Broadway theatrical producer

Lore Noto (June 9, 1923 – July 8, 2002), born Lorenzo Noto, was an American theatrical producer, playwright and actor, best known as the producer of the longest-running musical in history, The Fantasticks, which he produced for more than 40 years off-Broadway. He was also known for writing and producing the 1965 musical adaptation of The Yearling on Broadway.

==Early life and military career==
Noto, born in 1923, lived as a young child in a Brooklyn apartment with his Italian immigrant parents and two brothers, but was primarily raised in The Willamsburg Home for Children orphanage from three years of age, upon losing his mother in childbirth with her fourth child.

Noto joined the United States Merchant Marine during World War II. Wounded in Antwerp, Belgium, with a broken back, he was trapped under debris for hours in a bombed building, the result of a direct hit by a German V-2 rocket; Noto was selected among a group of ten men to be the first Merchant Seamen to be awarded the Purple Heart medal.
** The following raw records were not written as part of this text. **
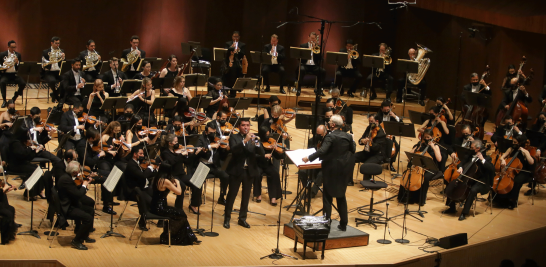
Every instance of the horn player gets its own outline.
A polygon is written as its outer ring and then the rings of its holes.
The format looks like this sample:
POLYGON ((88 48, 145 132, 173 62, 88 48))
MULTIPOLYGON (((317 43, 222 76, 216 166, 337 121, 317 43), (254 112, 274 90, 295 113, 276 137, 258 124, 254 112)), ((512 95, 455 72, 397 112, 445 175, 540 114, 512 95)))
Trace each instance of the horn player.
POLYGON ((356 92, 356 88, 360 81, 362 80, 362 74, 360 74, 360 71, 358 71, 358 66, 360 65, 360 58, 351 58, 350 52, 355 50, 355 44, 352 39, 348 39, 345 42, 345 48, 339 49, 339 52, 347 53, 348 63, 346 66, 338 66, 336 71, 336 87, 339 88, 340 95, 342 96, 344 93, 344 89, 342 88, 343 83, 343 77, 353 77, 354 81, 351 85, 351 88, 349 91, 347 91, 347 95, 349 97, 354 97, 354 93, 356 92))
MULTIPOLYGON (((2 90, 2 99, 4 102, 2 102, 2 108, 5 108, 8 103, 6 102, 6 86, 8 84, 17 84, 19 86, 19 90, 13 94, 13 102, 15 103, 15 100, 18 96, 23 95, 23 90, 25 90, 25 86, 27 85, 26 82, 19 76, 17 76, 17 68, 19 67, 19 62, 21 62, 21 54, 17 51, 17 43, 15 41, 11 40, 8 42, 8 50, 0 53, 0 88, 2 90), (3 66, 7 63, 4 61, 5 59, 13 59, 13 65, 9 68, 3 68, 3 66)), ((6 66, 9 66, 6 64, 6 66)))
POLYGON ((80 52, 80 60, 82 61, 82 70, 83 70, 83 78, 87 82, 94 82, 96 79, 99 78, 99 70, 102 66, 102 60, 97 51, 95 51, 95 41, 89 40, 87 41, 87 45, 85 46, 87 49, 80 52), (90 67, 85 69, 85 65, 87 65, 87 61, 85 60, 86 57, 92 55, 93 53, 97 54, 97 60, 98 63, 94 67, 90 67))
MULTIPOLYGON (((408 50, 408 57, 409 60, 415 60, 415 58, 417 58, 417 51, 414 48, 410 48, 408 50)), ((398 92, 396 94, 396 103, 402 103, 402 95, 404 93, 404 87, 406 86, 407 78, 407 75, 404 75, 404 78, 398 79, 398 92)), ((408 84, 410 84, 409 81, 408 84)), ((421 91, 419 95, 419 105, 425 106, 425 97, 427 95, 427 81, 423 78, 423 80, 421 80, 421 82, 416 86, 421 91)), ((408 88, 407 93, 410 92, 411 89, 408 88)))
MULTIPOLYGON (((379 44, 379 52, 378 53, 374 53, 373 56, 380 56, 380 57, 383 57, 386 55, 387 53, 387 44, 386 43, 381 43, 379 44)), ((392 82, 393 82, 393 78, 391 76, 391 66, 390 65, 387 65, 385 64, 385 68, 383 71, 379 72, 379 75, 376 75, 376 72, 377 70, 373 70, 373 73, 371 73, 370 75, 368 75, 368 77, 366 78, 366 83, 367 84, 370 84, 370 81, 373 79, 373 82, 375 83, 376 81, 385 81, 386 82, 386 91, 387 91, 387 96, 386 96, 386 99, 390 99, 391 98, 391 93, 392 93, 392 82)), ((375 88, 370 88, 370 100, 374 100, 377 98, 377 94, 375 93, 375 88)))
He ended his military career as a Chief petty officer in the U.S. Maritime Service in 1946.

==Acting and producing career==
He began acting in New York City in 1939. Noto also attended shows in hopes of becoming a producer. He attended a rehearsal of a one-act show in development, The Fantasticks, an allegorical "boy meets girl story" based on Les Romanesques by Edmond Rostand, and fell in love with the Barnard College musical production. He then commissioned the authors to create a two-act version suitable to debut in Greenwich Village in 1960. The opening of The Fantasticks, on May 3, 1960, met with mixed reviews. Four years later, in The New York Times, its creators, Harvey Schmidt and Tom Jones, recalled that Noto had kept the show running despite the criticism.

The curtain was ceremonially taken down on January 13, 2002, after the musical had played 17,162 performances. It became the "World's Longest Running Musical" in the Guinness World Records. Noto was mentioned a second time in the Guinness World Records, for achieving a world record of 6,348 performances as the longest-running actor in a single role in any production, having played Hucklebee (the Girl's father) for about 17 years in his own production of The Fantasticks (this record has been broken since Noto retired from the role). The show won an off-Broadway Obie Award, and a special Tony Award in 1992.

Noto co-wrote the musical theatre adaptation of the Marjorie Kinnan Rawlings book "The Yearling", which he produced at the Alvin Theatre on Broadway in 1965; the show played only three performances. During the time that he was writing the adaptation, he rented part of his Broadway office to Mel Brooks, who was working on the film The Producers (1967). The two became friendly. Lee Meredith was discovered during that time because Noto saw her in a showcase production of Carousel and knew Brooks would be impressed with the actress.

==Personal life==
Noto died in 2002. In 1947, he married Mary Luzzi, a published illustrator and homemaker, who died at 93 in 2020. The two had four children including one daughter, Janice Noto-Helmers, and sons Tony, Thad and Jody.